Saturday, June 11, 2011

Snap, Crackle, Pop

     I hated Rice Krispies as a kid.  You had to wet them with milk for them to do their snapping act, and they got soggy so fast that the audio fun was eclipsed by culinary mush.  Not so with Manakins.  They can snap all day long.
     As is obvious from the two previous entries, development of this blog was inspired by a trip to Panama.  (There will be plenty of North American stuff later). One of the target groups on this trip was the Manakins (Pipridae).  Manakins are sparrow-sized birds, not related to the Nutmeg Mannikin, which seems to be popping up all over the US and elsewhere.  Male manakins are brightly colored, and they "dance" in leks.
You've probably seen video of one or another species doing the Michael Jackson "moonwalk".  I was fortunate to have Carlos Bethancourt of Canopy Tower lead me to where Golden-collared Manakins were displaying.
     The males are pretty, yellow and black, with yellow neck feathers that stick out parallel to the beak when they are in display mode.  But the amazing thing about these birds is the sounds they make.  Golden-collars are pretty basic, with whirrs and snaps, but the snap is so loud that some people jump or gasp when they hear it for the first time.  I sure did.
     Unfortunately my humble video can't show how this snap is produced, but you can tell it is wing-driven.
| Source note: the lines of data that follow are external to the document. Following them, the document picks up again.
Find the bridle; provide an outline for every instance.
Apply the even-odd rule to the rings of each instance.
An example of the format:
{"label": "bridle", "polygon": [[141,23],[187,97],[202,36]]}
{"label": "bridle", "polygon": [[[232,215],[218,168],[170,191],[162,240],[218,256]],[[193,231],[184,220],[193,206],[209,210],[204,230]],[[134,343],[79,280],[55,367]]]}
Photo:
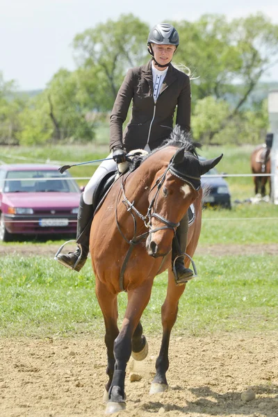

Here is a brief clip of a snapping manakin. These are called "roll snaps". You hear two sets of two rattles.  Each rattle is made up of 8-10 individual snaps.  Individual snaps are 20 milliseconds apart.

                                       For higher definition:

In 2003 Kimberly Bostwick and Richard Prum of Cornell University published high speed video of a White-collared Manakin doing it. You can see that the wings are beating against each other at about 50 beats per second.  I was confused when my video (slowed down) showed a snap sound coming from the bird at a time when the wings were obviously not touching.  Turns out that it happens so fast, that the wings were indeed already apart before the sound travelled the 7 meters or so to my microphone.  It's still hard to understand how feathers hitting each other can make such a loud snap.  Even Bostwick and Prum weren't exactly sure if there was something else involved.  If these birds' parents aren't around, maybe they're cracking their knuckles. Do old manakins develop arthritis?